A criação do SFB, porém, foi alvo de polêmica nas audiências. Para o promotor de justiça do Ministério Público do Pará José Godofredo Pires dos Santos, "o órgão apenas tornaria o sistema de gestão das concessões mais complexo e burocrático". O professor da Universidade de São Paulo (USP) José Afonso da Silva classificou o órgão de "desnecessário". "O SFB seria "uma agência disfarçada" e estaria desviando as atribuições do Ibama".
Entre as alterações sugeridas pelo relatório ao projeto está a descentralização do controle de autorizações para a exploração de florestas, hoje a cargo do Ibama. A atribuição passa para os órgãos ambientais estaduais e municipais. A necessidade de reforçar a fiscalização das áreas de floresta, ponto essencial do projeto, fundamentou a destinação de 9% dos recursos originados dos processos de licitação para o reaparelhamento do Ibama.
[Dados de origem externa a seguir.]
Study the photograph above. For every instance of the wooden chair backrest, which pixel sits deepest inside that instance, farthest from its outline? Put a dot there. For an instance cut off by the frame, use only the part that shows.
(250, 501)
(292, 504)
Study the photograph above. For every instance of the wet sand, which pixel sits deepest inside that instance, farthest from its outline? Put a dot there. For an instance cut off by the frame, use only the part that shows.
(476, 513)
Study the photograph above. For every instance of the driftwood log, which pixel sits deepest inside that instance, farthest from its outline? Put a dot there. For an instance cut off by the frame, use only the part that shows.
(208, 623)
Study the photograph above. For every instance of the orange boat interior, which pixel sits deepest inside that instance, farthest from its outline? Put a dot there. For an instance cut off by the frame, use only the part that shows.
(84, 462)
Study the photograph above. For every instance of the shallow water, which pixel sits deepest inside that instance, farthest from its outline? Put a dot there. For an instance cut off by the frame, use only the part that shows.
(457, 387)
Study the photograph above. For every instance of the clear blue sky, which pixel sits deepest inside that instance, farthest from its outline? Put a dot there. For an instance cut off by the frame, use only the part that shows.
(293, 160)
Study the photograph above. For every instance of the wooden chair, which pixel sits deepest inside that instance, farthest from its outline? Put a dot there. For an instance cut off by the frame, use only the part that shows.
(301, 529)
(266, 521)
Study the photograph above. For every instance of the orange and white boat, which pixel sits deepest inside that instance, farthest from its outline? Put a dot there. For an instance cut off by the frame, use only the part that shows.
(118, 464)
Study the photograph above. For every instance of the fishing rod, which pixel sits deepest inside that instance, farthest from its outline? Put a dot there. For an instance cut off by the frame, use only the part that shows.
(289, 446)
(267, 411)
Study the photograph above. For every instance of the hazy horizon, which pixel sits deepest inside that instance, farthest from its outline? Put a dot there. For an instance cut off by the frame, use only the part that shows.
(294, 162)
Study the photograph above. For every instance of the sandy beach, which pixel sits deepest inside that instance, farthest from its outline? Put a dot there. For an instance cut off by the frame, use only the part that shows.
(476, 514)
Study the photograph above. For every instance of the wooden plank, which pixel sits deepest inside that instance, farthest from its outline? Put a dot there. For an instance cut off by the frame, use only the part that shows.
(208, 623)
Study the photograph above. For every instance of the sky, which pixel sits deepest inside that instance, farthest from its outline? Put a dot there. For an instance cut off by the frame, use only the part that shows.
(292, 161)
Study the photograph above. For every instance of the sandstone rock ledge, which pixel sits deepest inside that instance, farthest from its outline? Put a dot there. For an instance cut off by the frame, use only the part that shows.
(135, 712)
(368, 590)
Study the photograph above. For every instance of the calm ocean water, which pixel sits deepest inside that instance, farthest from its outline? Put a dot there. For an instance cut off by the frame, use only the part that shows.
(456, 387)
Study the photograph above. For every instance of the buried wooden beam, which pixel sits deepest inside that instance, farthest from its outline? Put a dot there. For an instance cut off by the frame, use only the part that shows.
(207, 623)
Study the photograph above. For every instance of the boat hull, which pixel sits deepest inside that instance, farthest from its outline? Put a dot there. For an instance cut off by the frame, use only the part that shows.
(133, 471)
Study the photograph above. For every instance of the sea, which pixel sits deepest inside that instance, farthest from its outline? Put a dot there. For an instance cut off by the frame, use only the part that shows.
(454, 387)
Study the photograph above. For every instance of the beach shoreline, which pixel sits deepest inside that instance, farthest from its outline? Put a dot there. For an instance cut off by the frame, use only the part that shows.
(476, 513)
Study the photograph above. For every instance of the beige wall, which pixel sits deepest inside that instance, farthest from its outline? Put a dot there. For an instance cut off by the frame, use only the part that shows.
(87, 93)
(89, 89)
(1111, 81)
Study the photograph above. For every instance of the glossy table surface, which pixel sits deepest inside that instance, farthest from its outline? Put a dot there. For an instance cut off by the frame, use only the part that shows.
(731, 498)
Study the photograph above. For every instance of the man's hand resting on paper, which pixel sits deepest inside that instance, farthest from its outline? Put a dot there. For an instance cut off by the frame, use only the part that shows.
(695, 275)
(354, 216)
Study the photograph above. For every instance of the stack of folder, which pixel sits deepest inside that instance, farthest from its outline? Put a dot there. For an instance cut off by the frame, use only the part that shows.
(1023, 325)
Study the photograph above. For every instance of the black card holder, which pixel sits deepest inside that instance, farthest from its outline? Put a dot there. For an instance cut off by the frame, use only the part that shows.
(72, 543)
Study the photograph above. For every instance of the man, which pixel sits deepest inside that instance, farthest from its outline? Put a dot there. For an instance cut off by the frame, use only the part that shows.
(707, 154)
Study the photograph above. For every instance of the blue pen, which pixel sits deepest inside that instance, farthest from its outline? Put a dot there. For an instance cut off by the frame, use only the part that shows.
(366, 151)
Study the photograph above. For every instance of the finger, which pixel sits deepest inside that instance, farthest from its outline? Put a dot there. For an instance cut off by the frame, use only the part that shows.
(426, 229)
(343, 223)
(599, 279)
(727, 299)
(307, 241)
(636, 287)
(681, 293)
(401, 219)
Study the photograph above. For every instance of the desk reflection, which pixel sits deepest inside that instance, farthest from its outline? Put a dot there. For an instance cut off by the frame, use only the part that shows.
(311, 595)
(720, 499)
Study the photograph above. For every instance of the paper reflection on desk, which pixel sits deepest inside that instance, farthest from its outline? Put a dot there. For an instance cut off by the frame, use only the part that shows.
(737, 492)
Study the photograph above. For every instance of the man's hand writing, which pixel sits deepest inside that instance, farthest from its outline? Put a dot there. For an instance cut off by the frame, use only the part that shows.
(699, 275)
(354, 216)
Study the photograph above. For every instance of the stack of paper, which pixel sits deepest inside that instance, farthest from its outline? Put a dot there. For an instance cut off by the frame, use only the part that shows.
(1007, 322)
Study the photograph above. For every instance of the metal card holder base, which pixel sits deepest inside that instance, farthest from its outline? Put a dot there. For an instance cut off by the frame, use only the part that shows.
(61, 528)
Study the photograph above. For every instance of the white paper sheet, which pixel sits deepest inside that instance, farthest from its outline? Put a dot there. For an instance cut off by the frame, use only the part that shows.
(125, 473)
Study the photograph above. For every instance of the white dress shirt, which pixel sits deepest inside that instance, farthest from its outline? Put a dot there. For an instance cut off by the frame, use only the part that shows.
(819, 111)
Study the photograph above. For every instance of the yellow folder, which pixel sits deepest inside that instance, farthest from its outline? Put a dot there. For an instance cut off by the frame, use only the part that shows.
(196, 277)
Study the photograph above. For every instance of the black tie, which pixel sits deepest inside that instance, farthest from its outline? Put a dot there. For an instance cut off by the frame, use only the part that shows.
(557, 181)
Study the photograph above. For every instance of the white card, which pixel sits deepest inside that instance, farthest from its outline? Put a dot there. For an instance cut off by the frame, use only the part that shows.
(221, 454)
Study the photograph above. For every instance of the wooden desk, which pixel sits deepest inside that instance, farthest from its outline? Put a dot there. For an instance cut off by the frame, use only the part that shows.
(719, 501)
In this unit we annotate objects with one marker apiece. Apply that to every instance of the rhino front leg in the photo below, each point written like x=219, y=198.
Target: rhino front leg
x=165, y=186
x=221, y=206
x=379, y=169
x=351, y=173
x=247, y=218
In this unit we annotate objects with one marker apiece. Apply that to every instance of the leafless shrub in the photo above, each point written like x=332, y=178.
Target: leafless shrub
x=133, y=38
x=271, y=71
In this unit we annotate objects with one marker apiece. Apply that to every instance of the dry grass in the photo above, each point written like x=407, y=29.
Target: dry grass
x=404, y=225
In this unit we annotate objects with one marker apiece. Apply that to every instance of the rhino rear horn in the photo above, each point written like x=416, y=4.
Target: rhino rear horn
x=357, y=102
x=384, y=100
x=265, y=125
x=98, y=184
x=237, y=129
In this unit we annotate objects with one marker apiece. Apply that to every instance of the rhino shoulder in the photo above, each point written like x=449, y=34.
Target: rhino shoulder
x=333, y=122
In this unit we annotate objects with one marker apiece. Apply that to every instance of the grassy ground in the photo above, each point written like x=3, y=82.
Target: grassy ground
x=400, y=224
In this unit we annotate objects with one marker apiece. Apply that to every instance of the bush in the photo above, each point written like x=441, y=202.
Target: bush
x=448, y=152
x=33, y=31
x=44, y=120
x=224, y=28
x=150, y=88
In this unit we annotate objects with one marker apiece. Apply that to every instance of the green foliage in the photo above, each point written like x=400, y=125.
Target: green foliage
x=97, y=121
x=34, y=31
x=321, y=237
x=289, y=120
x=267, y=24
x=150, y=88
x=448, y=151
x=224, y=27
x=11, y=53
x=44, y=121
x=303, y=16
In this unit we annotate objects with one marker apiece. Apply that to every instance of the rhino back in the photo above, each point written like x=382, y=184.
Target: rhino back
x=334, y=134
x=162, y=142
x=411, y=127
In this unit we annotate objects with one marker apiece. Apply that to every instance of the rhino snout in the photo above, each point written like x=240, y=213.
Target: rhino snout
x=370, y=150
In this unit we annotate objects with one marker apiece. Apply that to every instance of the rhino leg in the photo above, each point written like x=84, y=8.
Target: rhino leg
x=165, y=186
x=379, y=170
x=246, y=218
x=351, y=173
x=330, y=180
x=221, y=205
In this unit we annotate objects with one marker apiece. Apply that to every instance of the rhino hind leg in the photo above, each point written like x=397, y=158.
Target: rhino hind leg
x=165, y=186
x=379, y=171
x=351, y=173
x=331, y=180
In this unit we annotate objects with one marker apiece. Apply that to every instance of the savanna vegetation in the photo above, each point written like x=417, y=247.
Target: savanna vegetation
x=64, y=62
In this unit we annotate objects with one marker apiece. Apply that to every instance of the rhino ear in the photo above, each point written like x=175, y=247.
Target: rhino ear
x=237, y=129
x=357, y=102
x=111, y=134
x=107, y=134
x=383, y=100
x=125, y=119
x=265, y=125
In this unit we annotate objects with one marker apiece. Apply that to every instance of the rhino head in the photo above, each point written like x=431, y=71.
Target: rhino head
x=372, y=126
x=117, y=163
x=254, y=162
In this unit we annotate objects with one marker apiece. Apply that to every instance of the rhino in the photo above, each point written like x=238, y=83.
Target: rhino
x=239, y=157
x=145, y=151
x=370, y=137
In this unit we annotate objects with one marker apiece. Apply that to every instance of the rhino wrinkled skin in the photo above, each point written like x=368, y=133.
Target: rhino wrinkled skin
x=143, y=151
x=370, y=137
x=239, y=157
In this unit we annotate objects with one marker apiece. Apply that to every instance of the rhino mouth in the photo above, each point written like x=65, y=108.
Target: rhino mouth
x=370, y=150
A previsão de receita na primeira fase de licitações, que terá 10% da área total prevista para concessão, é de R$ 200 milhões.
O substitutivo ainda restringiu a participação nas concessões às empresas e ONGs constituídas sob as leis brasileiras e sediadas no País, limitou o número de contratos a dois por concessionário e integrou o sistema de concessões aos mecanismos de desenvolvimento limpo previstos pelo Protocolo de Kioto.